Мама!
Веселая, красивая, всегда улыбающаяся женщина с добрым лицом. Как не поделиться с ней радостью?
Визг тормозов, пронзительные крики прохожих, удар и боль, боль, затопившая собой весь мир, боль, такая сильная, всепоглощающая. А затем, небытие.
Черная яма. Провал, не имеющий ни начала, ни конца. Холодная бездна пустоты, лишенная жизни.
– Мы не волшебники. – усталый врач развел руками, отводя взгляд от умоляющих глаз женщины. – Мы сделали всё, что смогли. Крепитесь.
Пятый этаж. Реанимация. Тихие голоса. Шелест шагов. Ледяные руки медсестры.
Голос матери, полный любви и надежды.
– Ничего, Мариночка. Ты – сильная, ты – справишься.
Не справилась.
Марина умирала. Она знала об этом. Она, словно бы, наблюдала за происходящим со стороны, покинув собственное тело и поднявшись к потолку скорбным сгустком энергии.
Широкое окно, наполненное солнечным светом, палата, стены, выкрашенные синей краской, драный линолеум, кровати, железные, невзрачные, с деревянными щитами, сбитыми из занозистых досок, спрятанных под зассанными матрасами.
Районная больница, нищета, грязь и убожество.
Плохое финансирование и ворье, крадущее все, до чего могли дотянуться их жадные, загребущие руки.
Марина парила над собственным телом, взирала с высоты на свое бледное лицо, на синие губы, на закрытые глаза, на трубки, которые торчали у нее изо рта. Пластиковые трубки во рту, дыра в голове, катетер в.. Ну, в общем, еще одна трубка, вторым концом висевшая над железкой «уткой», стыдливо выглядывавшей из-под края серой простыни.
Тело Марины дышало. Через раз и с трудом.
Ей, висевшей над ним, было понятно, что дышать ему оставалось недолго.
К тому же, Марина чувствовала, что она в палате не одна.

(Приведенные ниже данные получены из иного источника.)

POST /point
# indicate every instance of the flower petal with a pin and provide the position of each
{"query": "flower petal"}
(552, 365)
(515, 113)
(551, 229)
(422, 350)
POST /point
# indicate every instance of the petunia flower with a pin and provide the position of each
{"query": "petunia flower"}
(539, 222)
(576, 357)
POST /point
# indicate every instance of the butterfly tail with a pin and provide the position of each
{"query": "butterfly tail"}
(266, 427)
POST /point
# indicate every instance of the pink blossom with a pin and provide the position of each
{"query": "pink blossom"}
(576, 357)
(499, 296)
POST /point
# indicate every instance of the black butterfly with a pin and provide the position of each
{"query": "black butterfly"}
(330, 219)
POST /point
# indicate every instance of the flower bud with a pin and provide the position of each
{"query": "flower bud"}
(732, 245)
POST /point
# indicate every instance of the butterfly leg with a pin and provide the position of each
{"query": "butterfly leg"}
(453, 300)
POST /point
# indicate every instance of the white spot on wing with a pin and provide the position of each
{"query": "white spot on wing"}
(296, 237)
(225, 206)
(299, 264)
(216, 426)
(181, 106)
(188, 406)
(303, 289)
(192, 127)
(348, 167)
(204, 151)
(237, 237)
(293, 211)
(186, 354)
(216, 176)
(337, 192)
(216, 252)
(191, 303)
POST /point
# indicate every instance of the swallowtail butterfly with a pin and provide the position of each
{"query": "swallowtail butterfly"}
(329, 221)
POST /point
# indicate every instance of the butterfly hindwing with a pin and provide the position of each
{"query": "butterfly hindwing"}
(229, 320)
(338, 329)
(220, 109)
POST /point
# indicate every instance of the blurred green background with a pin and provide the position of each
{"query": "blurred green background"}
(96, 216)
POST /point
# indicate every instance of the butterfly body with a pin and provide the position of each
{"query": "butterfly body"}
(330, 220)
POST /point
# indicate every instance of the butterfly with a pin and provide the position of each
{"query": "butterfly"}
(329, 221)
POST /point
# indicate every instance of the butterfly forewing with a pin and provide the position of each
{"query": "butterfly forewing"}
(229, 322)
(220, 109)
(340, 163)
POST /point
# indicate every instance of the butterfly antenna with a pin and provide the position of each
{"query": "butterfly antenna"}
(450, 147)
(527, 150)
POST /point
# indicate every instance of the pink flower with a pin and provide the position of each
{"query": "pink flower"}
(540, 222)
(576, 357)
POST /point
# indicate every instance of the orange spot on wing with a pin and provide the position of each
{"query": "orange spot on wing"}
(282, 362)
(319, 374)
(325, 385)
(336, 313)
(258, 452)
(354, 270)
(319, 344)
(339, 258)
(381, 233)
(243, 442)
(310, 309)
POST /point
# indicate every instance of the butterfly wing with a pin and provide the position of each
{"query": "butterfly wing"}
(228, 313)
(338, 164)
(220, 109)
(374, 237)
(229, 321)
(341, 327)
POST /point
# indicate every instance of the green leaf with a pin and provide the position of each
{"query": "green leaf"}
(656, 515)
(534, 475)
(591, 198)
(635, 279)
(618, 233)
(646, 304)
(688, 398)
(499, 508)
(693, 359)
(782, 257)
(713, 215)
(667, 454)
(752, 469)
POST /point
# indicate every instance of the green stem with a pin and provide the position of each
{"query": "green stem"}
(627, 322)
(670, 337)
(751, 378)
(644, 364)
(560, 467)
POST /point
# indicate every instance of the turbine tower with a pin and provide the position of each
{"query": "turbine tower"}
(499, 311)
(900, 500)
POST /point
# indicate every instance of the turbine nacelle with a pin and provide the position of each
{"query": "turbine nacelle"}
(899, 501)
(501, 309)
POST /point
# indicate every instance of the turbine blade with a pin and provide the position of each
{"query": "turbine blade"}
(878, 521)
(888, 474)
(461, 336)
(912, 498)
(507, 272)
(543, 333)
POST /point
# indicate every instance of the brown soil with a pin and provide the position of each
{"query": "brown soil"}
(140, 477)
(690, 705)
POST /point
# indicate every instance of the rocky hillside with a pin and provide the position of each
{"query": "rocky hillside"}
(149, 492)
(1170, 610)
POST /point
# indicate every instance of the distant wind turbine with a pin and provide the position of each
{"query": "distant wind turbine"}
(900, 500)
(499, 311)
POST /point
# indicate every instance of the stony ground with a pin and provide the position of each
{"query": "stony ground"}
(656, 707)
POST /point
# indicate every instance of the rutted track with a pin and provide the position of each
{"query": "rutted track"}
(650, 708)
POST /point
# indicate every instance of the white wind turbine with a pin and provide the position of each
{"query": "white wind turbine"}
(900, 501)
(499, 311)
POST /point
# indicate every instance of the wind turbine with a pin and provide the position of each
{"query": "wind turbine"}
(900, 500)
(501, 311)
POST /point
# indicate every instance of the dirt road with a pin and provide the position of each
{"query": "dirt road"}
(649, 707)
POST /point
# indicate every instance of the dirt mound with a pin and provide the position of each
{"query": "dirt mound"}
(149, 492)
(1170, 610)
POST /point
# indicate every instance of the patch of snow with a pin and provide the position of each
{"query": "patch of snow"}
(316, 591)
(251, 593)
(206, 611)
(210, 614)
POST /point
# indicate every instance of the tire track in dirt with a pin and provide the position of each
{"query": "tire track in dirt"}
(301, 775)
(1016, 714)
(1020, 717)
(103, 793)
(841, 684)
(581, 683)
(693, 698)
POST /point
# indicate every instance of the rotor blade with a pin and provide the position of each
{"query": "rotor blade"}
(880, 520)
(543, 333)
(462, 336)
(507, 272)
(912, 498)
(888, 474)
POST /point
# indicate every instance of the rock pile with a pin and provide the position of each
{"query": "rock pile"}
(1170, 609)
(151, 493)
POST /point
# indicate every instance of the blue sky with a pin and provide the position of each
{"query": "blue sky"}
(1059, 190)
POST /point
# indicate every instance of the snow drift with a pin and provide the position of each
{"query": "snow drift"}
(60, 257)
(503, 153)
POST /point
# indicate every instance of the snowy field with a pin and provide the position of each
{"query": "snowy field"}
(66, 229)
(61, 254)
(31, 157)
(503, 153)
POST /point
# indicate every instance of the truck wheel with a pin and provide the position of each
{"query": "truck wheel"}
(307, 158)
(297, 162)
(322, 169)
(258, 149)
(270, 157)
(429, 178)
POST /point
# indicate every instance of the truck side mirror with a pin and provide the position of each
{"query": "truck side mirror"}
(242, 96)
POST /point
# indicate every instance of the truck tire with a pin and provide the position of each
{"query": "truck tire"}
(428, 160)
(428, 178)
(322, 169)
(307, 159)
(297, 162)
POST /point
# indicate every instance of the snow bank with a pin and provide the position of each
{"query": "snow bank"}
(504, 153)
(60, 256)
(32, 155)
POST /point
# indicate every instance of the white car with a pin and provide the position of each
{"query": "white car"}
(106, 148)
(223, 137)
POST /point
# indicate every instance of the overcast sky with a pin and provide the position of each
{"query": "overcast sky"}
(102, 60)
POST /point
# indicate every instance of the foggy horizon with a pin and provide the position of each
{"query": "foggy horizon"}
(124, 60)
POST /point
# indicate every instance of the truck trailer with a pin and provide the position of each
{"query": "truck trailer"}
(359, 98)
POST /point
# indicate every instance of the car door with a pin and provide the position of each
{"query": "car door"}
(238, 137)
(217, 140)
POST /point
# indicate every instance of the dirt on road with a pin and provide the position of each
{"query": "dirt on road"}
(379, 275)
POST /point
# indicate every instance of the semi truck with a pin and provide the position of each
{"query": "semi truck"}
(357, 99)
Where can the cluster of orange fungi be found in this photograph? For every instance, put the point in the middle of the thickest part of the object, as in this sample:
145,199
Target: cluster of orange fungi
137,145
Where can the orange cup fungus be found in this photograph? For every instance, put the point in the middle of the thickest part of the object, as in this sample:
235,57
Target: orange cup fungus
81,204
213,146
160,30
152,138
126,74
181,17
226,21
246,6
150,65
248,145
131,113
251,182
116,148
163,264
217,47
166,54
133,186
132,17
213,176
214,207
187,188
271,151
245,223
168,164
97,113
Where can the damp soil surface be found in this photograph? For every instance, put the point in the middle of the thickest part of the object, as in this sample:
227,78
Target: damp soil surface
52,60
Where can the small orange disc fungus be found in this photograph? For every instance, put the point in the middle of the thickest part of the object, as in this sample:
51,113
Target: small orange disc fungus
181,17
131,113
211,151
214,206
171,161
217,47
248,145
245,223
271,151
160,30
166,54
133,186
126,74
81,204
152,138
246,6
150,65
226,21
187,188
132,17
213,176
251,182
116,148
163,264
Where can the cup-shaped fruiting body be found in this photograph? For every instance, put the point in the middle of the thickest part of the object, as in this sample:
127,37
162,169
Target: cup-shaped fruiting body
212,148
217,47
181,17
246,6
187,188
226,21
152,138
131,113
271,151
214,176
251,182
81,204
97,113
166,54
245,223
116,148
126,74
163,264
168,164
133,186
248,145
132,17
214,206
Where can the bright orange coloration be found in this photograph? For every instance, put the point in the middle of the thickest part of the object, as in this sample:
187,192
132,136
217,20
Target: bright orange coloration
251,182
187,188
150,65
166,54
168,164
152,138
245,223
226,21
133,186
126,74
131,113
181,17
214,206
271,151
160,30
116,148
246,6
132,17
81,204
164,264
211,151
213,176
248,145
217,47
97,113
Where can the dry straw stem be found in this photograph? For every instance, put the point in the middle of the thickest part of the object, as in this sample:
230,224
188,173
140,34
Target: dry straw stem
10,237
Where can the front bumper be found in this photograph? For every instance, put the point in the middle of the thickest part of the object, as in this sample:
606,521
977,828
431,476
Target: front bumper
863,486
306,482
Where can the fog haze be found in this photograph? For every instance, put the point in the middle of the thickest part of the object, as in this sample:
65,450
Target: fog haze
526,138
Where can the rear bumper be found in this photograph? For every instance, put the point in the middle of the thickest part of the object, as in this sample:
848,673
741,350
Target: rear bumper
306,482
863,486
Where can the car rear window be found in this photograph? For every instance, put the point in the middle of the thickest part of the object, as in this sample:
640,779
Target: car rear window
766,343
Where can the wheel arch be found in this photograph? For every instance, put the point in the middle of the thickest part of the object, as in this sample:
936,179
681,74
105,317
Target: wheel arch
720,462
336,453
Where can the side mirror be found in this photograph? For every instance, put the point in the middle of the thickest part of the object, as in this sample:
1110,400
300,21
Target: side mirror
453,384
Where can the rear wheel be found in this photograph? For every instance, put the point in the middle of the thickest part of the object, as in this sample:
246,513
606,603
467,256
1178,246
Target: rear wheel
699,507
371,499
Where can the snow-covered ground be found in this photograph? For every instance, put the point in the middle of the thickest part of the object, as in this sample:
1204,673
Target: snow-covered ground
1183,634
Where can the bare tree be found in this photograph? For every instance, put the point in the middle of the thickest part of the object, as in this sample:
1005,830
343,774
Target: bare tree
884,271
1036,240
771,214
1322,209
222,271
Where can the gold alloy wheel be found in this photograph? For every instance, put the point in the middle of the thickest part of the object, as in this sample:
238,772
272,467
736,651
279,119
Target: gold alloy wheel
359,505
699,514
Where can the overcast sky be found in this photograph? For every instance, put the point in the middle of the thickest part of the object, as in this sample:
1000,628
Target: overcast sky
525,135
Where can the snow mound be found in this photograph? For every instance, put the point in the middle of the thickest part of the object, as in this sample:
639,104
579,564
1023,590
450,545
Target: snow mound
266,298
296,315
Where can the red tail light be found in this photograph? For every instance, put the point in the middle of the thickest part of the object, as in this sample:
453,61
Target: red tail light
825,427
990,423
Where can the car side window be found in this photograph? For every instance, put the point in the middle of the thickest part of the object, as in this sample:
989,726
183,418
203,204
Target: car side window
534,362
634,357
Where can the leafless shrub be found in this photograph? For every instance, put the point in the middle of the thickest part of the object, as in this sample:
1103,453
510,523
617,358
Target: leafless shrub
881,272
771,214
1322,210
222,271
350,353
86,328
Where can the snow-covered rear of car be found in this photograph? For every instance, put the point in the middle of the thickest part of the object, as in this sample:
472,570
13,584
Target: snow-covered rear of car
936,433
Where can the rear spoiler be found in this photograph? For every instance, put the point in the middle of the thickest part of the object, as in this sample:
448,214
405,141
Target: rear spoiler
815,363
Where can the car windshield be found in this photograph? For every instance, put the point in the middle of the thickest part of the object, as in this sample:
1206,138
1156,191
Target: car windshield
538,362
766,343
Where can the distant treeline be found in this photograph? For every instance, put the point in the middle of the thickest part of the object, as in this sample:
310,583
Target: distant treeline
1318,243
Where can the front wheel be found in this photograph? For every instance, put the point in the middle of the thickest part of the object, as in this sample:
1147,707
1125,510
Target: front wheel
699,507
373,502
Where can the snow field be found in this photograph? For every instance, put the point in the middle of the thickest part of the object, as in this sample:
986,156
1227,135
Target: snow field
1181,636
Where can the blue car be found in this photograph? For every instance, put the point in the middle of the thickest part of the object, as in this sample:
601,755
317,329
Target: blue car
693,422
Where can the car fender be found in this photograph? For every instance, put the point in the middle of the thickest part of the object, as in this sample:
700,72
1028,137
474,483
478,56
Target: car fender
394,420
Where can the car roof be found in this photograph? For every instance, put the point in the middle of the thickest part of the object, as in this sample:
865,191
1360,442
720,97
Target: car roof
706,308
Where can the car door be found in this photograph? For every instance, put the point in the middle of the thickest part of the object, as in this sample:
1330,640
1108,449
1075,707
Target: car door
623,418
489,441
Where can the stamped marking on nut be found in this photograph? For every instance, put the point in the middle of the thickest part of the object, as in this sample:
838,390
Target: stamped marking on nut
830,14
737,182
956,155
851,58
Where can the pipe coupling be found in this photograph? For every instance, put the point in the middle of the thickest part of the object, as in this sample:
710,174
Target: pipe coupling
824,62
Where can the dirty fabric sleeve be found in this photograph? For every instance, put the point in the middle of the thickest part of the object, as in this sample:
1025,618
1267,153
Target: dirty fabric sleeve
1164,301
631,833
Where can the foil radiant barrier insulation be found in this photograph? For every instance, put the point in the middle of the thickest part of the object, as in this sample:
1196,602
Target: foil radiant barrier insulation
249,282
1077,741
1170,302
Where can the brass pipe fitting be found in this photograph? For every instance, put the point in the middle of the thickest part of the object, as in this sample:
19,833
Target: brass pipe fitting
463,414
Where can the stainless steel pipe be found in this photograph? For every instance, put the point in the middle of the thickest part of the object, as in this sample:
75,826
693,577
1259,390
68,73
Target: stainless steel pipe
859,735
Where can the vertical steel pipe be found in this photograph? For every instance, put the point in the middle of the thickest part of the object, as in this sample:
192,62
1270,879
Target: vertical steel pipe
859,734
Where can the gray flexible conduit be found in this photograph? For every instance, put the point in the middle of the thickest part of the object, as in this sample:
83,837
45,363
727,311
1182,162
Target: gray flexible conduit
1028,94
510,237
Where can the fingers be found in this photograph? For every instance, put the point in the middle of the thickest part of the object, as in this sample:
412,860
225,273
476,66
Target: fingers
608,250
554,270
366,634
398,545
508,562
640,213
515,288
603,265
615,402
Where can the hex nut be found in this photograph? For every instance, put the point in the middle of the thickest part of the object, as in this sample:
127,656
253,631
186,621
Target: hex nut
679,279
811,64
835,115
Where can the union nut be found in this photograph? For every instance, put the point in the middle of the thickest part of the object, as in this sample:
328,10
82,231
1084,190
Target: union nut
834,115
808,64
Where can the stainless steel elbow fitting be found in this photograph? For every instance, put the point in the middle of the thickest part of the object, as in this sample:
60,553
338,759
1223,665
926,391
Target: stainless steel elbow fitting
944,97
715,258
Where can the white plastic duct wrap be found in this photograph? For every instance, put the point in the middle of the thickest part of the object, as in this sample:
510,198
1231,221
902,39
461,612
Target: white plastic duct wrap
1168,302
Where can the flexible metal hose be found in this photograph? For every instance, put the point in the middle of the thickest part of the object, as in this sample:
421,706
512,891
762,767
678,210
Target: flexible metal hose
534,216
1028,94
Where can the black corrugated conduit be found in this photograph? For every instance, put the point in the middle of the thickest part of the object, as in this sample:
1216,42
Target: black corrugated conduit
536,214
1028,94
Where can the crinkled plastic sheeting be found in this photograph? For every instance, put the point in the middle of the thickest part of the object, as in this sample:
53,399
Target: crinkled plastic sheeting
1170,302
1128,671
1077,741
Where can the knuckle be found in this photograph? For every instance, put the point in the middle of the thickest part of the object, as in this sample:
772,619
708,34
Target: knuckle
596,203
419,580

Нет-нет, она вовсе не имела в виду свою плачущую маму, которую, в нарушение все писанных и неписанных, правил, пустили в реанимационное отделение.
И не медсестру, смотревшую на умирающую девушку пустым, равнодушным взглядом. И вовсе не была эта медсестра злой и бездушной. Просто, слишком многих умирающих видели её глаза, вот сердце и закалилось цинизмом, стало безучастным к чужому горю.
Речь шла не о докторе, дежурном враче, то и дело пробегающем по коридору и тихо разговаривающем по телефону. Доктор тот в палату к Марине даже не заглядывал. Ему и без заглядывания, всё было ясно.
Санитарочка, та и вовсе, елозила тряпкой по оконному стеклу в процедурном кабинете – у нее хватало работы, куда уж там до чужих слёз?
Марина имела в виду их.
Других.
Иных.
Тех самых сущностей, что, подобно самой Марине, висели под потолком холодными, невидимыми сгустками недоброй энергии.
Их было много. Они набились в палату, словно сельди в банку.
Призраки.
Никогда Марина не верила ни в каких призраков. Она никогда не гадала на картах на любовь, шарахалась в сторону от горластых и горбоносых цыганок, предлагающих «позолотить ручку и раскинуть картишки на червонного короля», не любила смотреть «ужастики» по телевизору и взирала на жизнь трезвым взглядом.
Она, как-никак, училась на бухгалтера, а это, знаете ли, предполагает .. Да-да, предполагает строгий контроль и учет, без всякой там чертовщины.
Но, призраки висели под потолком, гудели, словно злобный пчелиный рой и никуда уходить не собирались.
Глаза Марины, там, внизу, на больничной койке, были закрыты, но здесь, под потолком, всё выглядело совершенно иначе.
Марина растерялась – как же, так? Разве подобное возможно? Призраки существуют лишь в буйных фантазиях умалишенных, в книжках бульварных писак и в третьеразрядных фильмах ужасов, но никак не в районных больницах, тем более, они не появляются просто так, средь бела дня.